Like coordinating the Christmas and Hanukkah giftwrapping so all the presents look pretty together. Or hanging the Happy Birthday banner the night before, so that when the birthday girl comes downstairs in the morning she has a “surprise.” Or decorating the breakfast table for the first day of school.
New Year’s Black Eyed Peas are one of those things in our house. I used to make them every New Year’s and package them up and drive them to every family member and a few friends on New Year’s Day. Eating them for the New Year is good luck, according to some Southern superstition, the origins of which I don’t know, but if they’ll bring luck to my people and me, I’ll make them.
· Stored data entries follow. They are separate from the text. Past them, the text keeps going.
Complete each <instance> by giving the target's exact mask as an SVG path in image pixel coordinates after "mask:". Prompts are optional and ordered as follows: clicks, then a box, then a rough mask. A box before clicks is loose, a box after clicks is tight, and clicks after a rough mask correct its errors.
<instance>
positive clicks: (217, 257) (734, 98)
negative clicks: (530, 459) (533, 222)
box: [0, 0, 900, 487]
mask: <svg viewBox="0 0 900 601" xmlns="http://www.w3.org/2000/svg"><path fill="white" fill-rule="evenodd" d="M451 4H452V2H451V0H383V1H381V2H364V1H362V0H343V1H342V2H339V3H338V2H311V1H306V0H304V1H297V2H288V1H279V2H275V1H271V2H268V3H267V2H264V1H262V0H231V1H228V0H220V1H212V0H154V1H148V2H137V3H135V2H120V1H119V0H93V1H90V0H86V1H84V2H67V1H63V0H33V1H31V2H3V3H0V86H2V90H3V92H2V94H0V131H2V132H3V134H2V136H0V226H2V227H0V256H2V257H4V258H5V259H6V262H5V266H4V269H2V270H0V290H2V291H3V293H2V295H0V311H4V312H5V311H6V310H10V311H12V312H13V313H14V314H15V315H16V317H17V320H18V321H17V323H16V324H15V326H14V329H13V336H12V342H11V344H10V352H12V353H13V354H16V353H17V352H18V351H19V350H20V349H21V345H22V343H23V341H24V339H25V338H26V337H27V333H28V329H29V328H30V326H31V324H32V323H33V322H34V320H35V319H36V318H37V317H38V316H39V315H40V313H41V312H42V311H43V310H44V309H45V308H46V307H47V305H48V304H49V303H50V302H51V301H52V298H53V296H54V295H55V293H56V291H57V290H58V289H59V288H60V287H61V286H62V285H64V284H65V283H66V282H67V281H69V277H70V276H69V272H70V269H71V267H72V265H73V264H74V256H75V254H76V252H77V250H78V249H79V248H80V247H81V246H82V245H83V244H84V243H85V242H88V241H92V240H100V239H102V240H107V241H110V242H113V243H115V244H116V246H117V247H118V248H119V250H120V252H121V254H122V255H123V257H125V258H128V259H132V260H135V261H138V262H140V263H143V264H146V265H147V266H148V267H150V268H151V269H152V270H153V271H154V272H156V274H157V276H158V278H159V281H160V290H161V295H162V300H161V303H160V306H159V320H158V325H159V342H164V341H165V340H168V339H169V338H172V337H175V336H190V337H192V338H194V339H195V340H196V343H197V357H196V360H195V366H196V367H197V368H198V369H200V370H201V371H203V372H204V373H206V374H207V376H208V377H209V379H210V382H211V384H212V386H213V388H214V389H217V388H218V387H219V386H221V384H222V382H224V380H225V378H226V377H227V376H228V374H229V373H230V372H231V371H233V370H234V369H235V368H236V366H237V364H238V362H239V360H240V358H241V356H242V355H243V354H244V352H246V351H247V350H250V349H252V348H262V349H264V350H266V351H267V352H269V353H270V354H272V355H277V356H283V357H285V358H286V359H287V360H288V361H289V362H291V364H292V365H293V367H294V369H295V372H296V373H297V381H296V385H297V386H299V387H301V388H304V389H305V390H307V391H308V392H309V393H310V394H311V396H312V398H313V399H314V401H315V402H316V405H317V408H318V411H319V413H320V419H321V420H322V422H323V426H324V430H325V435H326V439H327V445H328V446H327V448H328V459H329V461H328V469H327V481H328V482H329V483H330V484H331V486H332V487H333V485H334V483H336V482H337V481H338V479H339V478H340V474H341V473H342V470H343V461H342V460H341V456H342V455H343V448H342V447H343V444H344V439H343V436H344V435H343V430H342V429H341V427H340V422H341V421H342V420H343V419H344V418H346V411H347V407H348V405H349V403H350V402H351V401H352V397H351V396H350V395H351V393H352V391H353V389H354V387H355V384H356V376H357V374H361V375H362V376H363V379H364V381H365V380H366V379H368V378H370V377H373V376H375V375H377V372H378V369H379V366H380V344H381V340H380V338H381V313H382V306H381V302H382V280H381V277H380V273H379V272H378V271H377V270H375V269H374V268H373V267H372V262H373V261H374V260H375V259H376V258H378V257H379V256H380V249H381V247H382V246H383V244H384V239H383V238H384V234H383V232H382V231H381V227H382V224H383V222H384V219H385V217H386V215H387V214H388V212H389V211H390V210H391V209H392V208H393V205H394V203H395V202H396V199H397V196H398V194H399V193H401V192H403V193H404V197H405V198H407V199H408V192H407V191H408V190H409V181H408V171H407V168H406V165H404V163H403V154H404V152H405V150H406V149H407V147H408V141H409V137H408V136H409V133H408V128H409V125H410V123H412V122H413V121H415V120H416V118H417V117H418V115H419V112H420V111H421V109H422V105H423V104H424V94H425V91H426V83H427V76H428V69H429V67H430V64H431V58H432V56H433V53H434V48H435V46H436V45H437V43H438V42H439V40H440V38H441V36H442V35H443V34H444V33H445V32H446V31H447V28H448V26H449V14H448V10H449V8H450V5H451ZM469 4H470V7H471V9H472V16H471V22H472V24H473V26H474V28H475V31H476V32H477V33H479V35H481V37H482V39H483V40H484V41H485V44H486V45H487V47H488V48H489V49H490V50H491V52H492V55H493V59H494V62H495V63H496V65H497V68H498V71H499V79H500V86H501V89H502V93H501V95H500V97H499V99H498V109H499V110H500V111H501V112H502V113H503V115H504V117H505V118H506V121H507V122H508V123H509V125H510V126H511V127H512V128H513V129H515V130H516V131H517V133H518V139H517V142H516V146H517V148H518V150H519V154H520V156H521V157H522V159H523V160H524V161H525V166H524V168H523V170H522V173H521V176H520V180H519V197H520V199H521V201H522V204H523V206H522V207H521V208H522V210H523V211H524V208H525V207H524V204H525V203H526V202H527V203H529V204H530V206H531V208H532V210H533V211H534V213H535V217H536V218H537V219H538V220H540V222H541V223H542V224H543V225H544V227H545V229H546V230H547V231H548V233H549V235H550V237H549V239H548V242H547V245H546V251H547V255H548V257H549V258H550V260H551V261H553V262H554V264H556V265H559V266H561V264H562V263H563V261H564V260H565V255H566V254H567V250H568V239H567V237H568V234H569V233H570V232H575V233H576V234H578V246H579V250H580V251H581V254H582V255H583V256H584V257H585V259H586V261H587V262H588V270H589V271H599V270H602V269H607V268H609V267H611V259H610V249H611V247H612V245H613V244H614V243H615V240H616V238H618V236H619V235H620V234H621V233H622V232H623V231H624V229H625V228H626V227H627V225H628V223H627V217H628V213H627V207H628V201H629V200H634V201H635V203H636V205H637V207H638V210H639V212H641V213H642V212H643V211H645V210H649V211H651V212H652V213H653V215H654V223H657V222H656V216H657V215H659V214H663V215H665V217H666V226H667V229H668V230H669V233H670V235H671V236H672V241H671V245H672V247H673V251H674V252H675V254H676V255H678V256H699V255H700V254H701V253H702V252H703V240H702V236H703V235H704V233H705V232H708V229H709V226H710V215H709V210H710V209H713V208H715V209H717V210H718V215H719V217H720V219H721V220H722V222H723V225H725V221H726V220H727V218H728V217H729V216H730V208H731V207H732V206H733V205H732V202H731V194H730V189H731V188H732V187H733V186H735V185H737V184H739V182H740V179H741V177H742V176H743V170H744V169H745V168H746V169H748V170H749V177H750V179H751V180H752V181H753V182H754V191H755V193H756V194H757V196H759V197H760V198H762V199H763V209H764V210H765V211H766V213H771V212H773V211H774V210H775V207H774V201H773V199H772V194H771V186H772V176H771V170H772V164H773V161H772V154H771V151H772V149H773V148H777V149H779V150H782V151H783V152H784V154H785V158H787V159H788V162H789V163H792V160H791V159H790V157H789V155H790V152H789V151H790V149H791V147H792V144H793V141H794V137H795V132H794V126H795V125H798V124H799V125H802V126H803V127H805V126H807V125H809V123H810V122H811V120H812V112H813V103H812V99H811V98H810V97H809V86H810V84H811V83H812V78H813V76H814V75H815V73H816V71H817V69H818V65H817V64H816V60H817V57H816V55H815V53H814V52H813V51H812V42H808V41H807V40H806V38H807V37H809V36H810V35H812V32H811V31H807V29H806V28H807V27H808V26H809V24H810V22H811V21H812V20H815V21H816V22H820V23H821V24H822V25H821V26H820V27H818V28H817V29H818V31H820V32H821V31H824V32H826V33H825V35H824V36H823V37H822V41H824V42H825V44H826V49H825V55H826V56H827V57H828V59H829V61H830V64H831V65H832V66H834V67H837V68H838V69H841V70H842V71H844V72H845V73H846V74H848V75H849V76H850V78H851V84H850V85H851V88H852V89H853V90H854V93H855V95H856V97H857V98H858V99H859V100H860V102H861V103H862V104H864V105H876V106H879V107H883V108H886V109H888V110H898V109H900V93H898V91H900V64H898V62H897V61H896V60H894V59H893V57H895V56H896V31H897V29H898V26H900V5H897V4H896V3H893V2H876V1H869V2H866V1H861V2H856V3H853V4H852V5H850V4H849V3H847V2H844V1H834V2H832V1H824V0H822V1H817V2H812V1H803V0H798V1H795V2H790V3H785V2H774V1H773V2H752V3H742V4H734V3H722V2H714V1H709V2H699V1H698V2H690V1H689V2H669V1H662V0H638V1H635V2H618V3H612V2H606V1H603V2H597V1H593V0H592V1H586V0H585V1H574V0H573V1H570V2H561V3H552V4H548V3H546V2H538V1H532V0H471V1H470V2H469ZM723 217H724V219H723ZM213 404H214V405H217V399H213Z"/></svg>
For years, I’d literally stand over my children and my parents and a few others and make them take a bite of black eyed peas – in the form of Texas caviar – for good luck in the New Year, whether they liked black eyed peas or not, whether they were hungry or not. Then I slacked off a little – I stopped running all over town delivering them (I’d just call everyone and make sure they had a bite of a black eyed pea somewhere). Which was okay, until one year a couple of years ago I forgot to make them altogether. My children were not happy. And that totally surprised me, because this was one of those things that I didn’t think they noticed too much.
Now I know. And I’ve vowed that we will always have black eyed peas, Texas caviar – this very version – at the beginning of the year. For luck. To keep my children happy. To perpetuate tradition. And also because they taste pretty darn good.
Wishing you a happy, healthy New Year filled with good health – and good luck!
2 11-ounce containers fresh black eyed peas
1 red bell pepper, chopped
1 fresh jalapeño, diced
½ bunch cilantro, chopped
1 16-ounce bag frozen corn, defrosted
Juice of 1 lime
2 tablespoons red wine vinegar
1 teaspoon salt
¾ teaspoon pepper
¼ teaspoon crushed red pepper
¼ cup olive oil
Bring 5 cups of water to a boil. Add black eyed peas, return to a boil, and cook for 8 minutes. Drain the peas. Mix the peas, bell pepper, scallions, jalapeño, cilantro and corn together in a large bowl. In a small bowl, mix the lime juice, vinegar, salt, pepper and red pepper. Whisk in the olive oil. Pour the dressing over the warm black eyed peas and other vegetables. Taste for seasoning – you may want to add extra salt and pepper or red pepper, or maybe a little extra jalapeño. Let the salad sit for at least 30 minutes before serving, or keep it for a couple of days in the fridge.